Световая микроскопия
Обычное окрашивание гематоксилином и эозином не выявило существенных гистологических изменений нейронов коры, мозжечка и гиппокампа в течение периода исследования (Рис. 3A и 3B).
Рис. 3
Рис. 3А и В. Отсутствие существенных гистологических изменений нейронов гиппокампа спустя 12 часов после остановки сердца при комнатной температуре (гематоксилин - эозин ×100; ×400). С. Отсутсвие пиктонических нейронов спустя 9 часов после остановки сердца при комнатной температуре (Ниссль,×400). D. Монетные столбики (черная стрелка) эритроцитов (густая кровь) в микроциркуляции в коре головного мозга спустя 1 час после остановки сердца при комнатной температуре (окрашивание серебром,×400).

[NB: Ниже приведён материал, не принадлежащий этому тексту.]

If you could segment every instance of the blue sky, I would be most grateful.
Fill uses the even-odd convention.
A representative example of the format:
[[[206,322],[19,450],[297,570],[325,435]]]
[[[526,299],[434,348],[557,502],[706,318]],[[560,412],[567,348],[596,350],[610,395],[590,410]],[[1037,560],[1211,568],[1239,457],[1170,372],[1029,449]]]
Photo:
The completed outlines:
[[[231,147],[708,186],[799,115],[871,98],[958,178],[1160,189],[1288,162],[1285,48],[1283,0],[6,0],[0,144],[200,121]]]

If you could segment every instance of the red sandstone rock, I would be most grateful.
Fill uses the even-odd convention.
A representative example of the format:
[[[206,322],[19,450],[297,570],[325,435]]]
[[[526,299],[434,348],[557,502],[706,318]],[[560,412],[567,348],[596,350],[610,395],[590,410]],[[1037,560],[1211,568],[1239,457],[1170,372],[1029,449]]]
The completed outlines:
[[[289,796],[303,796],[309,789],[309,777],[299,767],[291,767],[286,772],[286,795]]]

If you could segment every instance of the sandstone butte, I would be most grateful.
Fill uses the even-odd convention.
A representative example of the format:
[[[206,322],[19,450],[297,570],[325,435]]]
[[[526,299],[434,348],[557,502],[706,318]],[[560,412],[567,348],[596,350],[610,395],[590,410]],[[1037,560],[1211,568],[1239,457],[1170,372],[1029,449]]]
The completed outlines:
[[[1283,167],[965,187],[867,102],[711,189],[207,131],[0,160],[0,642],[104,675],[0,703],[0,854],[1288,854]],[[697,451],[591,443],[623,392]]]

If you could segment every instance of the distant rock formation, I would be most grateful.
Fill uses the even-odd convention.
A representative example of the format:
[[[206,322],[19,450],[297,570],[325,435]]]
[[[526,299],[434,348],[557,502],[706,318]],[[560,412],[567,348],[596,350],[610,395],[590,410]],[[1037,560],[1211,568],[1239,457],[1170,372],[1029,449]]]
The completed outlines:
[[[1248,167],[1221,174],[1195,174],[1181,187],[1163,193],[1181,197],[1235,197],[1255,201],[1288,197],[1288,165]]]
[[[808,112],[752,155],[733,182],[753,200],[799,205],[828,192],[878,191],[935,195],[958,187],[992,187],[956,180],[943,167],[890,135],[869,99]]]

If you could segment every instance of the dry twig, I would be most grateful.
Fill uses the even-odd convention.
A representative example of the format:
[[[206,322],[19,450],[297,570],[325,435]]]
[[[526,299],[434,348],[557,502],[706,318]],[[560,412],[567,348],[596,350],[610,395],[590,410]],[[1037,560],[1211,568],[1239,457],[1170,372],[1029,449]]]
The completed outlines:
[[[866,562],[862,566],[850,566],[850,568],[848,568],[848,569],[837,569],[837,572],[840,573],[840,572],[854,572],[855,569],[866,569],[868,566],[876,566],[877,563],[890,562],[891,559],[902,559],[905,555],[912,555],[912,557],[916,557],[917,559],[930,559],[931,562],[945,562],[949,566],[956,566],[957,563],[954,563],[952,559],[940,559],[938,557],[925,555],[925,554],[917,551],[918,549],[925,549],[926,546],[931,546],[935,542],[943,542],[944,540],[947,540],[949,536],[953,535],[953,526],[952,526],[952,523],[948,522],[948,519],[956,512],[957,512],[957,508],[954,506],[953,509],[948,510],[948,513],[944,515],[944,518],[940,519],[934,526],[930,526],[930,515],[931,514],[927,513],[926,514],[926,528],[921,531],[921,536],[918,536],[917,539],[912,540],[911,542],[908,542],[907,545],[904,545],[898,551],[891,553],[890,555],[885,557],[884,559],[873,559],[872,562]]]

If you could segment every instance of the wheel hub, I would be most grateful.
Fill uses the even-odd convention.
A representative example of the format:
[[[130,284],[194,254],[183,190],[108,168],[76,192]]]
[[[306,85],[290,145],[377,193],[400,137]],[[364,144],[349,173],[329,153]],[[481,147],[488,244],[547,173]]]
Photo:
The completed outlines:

Окрашивание тионином (по методу Ниссля) не выявило никаких ядерных повреждений, целостность ядра и вещество Ниссля не нарушились в течении всего времени исследования. Окрашивание по методу Ниссля выявило хроматолиз в клетках Пуркинье и пирамидных клетках гиппокампа спустя 12 часов после остановки сердца при комнатной температуре. Спустя 9 часов после аноксии мозга при комнатной температуре гиперхроматоза или пикнотических нейронов не наблюдалось (Рис. 3C).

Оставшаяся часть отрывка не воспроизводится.